Sunday, February 15, 2009

Day +25: Ugh.

I wish I knew how to start this post; I sit here and stare at the screen and will myself to type.

The doctor expressed concern this morning at the trend she's seeing in Zoe's lab reports. Her neutrophil count has been trending downward for several days. Each day it was lower the message was always, "Don't worry, this is part of what happens." But, when today's count logged 150, down from what had been 473 last week, and her WBC's were still staying below 1.0 at today's count of .8, the doc said they needed to look at what was going on.
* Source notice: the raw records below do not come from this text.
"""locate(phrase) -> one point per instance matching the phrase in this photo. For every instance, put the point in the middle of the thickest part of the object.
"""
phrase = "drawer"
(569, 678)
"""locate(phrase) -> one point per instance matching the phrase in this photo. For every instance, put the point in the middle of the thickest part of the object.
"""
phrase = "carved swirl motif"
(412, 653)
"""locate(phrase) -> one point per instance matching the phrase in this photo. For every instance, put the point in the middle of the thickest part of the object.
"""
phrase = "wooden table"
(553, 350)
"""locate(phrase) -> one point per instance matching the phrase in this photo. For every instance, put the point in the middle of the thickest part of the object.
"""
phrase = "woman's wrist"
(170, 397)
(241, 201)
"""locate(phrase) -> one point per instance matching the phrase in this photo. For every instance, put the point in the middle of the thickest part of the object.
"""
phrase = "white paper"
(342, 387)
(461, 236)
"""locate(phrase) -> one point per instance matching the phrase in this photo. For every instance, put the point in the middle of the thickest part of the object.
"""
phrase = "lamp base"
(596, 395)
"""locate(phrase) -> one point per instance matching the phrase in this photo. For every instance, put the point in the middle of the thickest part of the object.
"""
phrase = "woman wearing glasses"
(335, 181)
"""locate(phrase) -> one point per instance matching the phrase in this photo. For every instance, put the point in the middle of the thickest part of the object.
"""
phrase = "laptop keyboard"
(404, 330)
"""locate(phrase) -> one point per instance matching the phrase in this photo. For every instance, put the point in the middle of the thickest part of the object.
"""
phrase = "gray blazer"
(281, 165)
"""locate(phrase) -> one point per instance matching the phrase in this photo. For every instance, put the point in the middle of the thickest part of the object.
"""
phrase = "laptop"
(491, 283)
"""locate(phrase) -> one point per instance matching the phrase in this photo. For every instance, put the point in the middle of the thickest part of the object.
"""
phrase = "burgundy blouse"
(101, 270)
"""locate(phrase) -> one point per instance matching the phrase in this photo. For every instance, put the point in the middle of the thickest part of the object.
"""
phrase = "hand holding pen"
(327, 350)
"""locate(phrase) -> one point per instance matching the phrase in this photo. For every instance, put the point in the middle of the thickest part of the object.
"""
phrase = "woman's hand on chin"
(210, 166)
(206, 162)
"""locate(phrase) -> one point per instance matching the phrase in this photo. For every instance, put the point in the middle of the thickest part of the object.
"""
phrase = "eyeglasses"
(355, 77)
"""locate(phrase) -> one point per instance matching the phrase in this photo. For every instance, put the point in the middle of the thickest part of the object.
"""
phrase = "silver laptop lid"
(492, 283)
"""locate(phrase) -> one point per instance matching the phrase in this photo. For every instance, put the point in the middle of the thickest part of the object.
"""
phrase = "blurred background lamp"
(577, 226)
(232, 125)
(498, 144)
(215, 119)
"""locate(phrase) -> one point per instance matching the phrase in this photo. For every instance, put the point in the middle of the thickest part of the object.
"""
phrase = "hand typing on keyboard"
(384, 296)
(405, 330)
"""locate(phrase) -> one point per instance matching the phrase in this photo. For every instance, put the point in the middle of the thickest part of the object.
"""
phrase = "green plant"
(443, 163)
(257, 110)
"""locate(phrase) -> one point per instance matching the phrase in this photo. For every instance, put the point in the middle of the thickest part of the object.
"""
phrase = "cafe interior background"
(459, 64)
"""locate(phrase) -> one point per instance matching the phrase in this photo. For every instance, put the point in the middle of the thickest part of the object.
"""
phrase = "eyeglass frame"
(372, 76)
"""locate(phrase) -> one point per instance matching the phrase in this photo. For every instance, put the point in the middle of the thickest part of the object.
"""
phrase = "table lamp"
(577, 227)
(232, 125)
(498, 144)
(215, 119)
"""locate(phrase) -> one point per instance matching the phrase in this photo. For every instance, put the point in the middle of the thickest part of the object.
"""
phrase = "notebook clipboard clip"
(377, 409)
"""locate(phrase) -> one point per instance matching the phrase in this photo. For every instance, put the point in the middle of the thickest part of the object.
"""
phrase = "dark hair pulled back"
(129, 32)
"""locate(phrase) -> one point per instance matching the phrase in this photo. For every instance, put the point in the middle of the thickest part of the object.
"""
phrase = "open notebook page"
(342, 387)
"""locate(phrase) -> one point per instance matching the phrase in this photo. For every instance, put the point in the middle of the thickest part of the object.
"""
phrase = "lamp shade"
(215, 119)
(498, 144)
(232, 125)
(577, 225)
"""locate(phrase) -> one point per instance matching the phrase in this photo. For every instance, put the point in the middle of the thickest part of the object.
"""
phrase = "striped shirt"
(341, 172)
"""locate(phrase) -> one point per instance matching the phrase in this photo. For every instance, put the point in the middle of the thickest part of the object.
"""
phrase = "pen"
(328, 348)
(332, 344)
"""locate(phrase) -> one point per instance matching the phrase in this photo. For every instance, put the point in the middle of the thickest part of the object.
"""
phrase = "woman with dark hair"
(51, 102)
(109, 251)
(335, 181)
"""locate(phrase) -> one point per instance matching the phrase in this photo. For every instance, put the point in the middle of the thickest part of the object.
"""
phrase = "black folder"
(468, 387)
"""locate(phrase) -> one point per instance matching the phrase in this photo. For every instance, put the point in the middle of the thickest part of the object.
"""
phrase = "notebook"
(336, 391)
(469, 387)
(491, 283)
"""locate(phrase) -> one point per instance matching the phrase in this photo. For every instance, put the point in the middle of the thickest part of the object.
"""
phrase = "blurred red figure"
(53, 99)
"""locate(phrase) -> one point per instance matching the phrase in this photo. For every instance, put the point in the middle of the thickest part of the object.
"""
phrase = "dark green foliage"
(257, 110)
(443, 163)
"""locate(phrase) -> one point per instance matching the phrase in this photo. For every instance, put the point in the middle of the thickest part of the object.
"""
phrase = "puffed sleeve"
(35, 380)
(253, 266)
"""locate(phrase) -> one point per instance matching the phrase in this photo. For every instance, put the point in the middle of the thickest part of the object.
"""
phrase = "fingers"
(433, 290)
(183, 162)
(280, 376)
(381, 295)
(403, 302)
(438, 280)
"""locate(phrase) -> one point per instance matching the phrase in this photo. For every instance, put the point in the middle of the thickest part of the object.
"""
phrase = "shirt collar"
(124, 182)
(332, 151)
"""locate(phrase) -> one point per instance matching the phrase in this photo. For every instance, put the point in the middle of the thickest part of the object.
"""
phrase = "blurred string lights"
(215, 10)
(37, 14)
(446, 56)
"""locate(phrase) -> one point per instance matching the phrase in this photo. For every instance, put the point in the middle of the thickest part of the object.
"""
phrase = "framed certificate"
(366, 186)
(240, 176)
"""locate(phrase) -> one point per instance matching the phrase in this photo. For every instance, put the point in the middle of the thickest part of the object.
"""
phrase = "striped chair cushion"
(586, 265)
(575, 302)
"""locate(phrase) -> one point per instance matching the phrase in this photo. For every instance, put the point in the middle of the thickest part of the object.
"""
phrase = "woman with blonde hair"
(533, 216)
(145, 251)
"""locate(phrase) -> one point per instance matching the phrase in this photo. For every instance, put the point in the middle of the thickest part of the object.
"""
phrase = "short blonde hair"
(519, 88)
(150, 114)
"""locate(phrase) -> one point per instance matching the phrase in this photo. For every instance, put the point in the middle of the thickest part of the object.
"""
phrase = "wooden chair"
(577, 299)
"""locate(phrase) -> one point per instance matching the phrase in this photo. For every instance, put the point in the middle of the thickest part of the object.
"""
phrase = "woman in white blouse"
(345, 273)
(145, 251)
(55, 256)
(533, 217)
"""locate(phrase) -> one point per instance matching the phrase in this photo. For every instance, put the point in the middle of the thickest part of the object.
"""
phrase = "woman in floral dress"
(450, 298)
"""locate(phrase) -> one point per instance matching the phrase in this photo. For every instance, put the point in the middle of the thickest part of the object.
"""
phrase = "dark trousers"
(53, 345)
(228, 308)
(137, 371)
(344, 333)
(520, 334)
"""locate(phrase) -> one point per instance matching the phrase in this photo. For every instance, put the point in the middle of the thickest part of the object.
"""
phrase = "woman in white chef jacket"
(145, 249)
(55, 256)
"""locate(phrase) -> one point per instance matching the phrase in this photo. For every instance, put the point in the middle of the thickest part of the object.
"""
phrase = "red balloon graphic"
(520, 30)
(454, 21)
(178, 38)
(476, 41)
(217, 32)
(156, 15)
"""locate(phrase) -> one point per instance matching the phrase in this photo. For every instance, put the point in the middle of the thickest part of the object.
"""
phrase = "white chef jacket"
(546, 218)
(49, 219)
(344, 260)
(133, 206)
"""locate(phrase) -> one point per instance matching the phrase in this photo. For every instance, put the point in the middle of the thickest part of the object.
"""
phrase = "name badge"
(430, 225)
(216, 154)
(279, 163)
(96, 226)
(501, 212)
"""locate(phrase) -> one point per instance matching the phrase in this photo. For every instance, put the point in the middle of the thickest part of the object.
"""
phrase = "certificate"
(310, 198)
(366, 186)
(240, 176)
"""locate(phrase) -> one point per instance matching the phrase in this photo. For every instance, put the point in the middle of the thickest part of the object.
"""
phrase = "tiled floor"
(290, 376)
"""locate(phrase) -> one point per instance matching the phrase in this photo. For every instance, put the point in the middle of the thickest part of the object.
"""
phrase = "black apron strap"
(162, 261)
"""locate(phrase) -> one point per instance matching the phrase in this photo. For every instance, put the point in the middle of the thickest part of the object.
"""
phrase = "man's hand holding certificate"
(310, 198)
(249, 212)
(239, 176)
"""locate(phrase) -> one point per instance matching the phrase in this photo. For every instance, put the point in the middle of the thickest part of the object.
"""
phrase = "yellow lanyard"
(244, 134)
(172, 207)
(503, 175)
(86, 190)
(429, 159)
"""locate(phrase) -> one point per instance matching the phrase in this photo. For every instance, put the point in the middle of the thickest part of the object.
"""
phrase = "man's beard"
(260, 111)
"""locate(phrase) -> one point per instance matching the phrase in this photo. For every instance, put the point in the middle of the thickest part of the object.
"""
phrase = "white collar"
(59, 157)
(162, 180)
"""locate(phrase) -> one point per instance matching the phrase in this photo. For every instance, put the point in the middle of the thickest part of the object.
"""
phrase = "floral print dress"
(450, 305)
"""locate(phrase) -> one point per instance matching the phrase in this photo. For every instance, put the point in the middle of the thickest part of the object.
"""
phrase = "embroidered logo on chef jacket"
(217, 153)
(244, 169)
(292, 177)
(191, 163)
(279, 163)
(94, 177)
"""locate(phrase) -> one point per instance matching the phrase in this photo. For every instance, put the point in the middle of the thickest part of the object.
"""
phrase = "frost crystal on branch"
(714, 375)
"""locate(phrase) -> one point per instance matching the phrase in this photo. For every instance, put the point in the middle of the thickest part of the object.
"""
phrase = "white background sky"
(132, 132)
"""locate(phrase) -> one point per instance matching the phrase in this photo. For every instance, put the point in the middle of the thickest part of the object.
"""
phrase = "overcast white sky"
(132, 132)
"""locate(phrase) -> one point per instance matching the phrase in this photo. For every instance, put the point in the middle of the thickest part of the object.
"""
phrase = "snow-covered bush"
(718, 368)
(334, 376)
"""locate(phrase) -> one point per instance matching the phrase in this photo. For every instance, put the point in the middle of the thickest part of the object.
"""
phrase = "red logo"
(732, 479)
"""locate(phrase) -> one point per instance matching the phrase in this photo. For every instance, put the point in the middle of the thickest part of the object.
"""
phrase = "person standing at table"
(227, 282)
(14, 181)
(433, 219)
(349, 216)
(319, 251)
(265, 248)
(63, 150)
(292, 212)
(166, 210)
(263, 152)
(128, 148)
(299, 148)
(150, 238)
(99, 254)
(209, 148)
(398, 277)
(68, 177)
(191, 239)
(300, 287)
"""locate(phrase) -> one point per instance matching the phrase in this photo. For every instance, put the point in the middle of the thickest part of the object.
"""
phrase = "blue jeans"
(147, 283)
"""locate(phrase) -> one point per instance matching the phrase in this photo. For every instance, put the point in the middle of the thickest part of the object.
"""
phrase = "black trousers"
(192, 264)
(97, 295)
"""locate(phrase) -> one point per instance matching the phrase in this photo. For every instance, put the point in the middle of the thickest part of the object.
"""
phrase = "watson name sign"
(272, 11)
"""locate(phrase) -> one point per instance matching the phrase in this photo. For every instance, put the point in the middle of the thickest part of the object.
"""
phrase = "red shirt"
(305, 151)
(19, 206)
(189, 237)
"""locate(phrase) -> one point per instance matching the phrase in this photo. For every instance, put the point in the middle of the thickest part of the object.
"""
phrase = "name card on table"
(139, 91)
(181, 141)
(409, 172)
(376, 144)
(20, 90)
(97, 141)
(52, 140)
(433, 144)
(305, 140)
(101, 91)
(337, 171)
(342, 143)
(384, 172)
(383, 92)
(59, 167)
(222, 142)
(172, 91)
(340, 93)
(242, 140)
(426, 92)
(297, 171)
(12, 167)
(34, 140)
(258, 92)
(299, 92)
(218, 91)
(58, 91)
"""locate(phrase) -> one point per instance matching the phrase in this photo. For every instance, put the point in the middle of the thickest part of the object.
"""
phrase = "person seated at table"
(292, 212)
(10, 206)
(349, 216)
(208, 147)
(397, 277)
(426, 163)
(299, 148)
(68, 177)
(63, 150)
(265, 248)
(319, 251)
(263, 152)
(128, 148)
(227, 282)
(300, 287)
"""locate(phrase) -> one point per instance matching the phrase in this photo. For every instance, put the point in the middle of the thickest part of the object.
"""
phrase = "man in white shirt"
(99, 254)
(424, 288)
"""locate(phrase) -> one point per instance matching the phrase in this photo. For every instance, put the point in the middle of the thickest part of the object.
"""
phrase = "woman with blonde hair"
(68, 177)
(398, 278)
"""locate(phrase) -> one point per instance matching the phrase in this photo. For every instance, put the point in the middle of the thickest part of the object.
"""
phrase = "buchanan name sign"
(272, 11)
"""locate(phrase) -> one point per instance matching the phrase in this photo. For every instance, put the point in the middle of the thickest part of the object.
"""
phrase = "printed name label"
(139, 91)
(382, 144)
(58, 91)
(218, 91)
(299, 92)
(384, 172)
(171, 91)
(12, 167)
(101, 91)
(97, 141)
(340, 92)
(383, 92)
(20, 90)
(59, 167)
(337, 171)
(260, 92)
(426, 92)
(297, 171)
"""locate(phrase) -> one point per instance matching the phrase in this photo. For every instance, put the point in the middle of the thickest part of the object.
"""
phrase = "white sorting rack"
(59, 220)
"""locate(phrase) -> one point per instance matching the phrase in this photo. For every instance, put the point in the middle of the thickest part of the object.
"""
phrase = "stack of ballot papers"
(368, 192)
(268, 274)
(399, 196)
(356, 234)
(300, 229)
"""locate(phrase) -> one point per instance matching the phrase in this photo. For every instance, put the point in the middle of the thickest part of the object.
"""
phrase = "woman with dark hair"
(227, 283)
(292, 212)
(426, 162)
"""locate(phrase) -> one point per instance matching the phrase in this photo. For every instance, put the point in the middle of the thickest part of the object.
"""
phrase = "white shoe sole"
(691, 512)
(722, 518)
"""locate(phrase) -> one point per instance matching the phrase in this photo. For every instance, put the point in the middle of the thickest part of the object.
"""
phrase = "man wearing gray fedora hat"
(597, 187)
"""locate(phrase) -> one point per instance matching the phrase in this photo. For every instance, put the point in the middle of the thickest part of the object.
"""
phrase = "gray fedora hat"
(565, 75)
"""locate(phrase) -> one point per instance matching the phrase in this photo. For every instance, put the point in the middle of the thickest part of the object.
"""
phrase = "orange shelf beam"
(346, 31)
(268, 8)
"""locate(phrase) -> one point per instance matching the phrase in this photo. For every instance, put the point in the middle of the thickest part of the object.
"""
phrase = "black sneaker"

It's taken several sessions of asking questions today to get this basic outline of what's possibly at issue, so here's the best I can do at outlining the salient points we heard today:

  • Osteopetrotic babies, due to the reduced bone marrow space, take longer to engraft, so it's still possible that what we are seeing in the numbers fluxuation is just an engraftment that's taking its own sweet time.
  • Zoe is on two medications, acyclovir--an antiviral-- and meropenem--a broad antibiotic, that in a very small percentage of patients (we're talking <.1%) have a side effect of neutropenia, that is, the reduction or stunting of neutrophil production. They will take her off of acyclovir for a week and switch her from meropenem to another antibiotic to see if her neutrophil count climbs back up.
  • The doctor will also be putting Zoe on a growth factor drug that stimulates the production of neutrophils. They had held off on this approach prior to now as one of the side effects of the growth factor drug is its role in delaying the production of platelets even further. As the numbers had been going in Zoe's favor, they hadn't seen the growth factor as necessary. Now that her numbers are apparently trending downward, the benefits outweigh the risks.
  • Osteopetrotic babies undergoing transplant have an elevated rate of graft rejection. That is the specter I have been wrestling with all day since word of her lab numbers came through this morning. If her body is rejecting the graft, there is really nothing to be done about it. If that is what is happening, the only course of action is to start the process all over again. The idea of it just floors me. But, the doctor tells me not to go there yet. (Can't help it when I'm this tired and scared.)
  • There are hopeful signs which point to the donor cells taking hold: the fact that her body keeps chewing up the platelets (the donor cells are doing this) and the stabilization of her calcium levels (a possible sign that the needed osteoclasts are present). Also, the fact that her weight has jumped up a couple pounds in just the last week and a half could possibly have caused a dilution of her numbers in relation to the overall fluid volume she's carrying.

Really though, no one knows. We won't know for possibly up to two weeks whether she's rejecting her graft, and the prospect of that just makes me want to collapse into a heap. I thought I was doing a good job of holding it together--and, I will do a good job of that again-- but this is frankly kicking me in the ass right now.

Jeff called me about thirty minutes ago with the "good news" that the latest batch of matched donor platelets kicked her up to 60. I was pleased, until I wrote that damned paragraph outlining hopeful signs that included her body not getting boosts from the platelets. So, I'm sitting here at home at 10pm without a doctor to ask whether this miraculous bump is actually a bad sign that her donor cells are petering out.

See how my mind goes? Somebody just shoot me.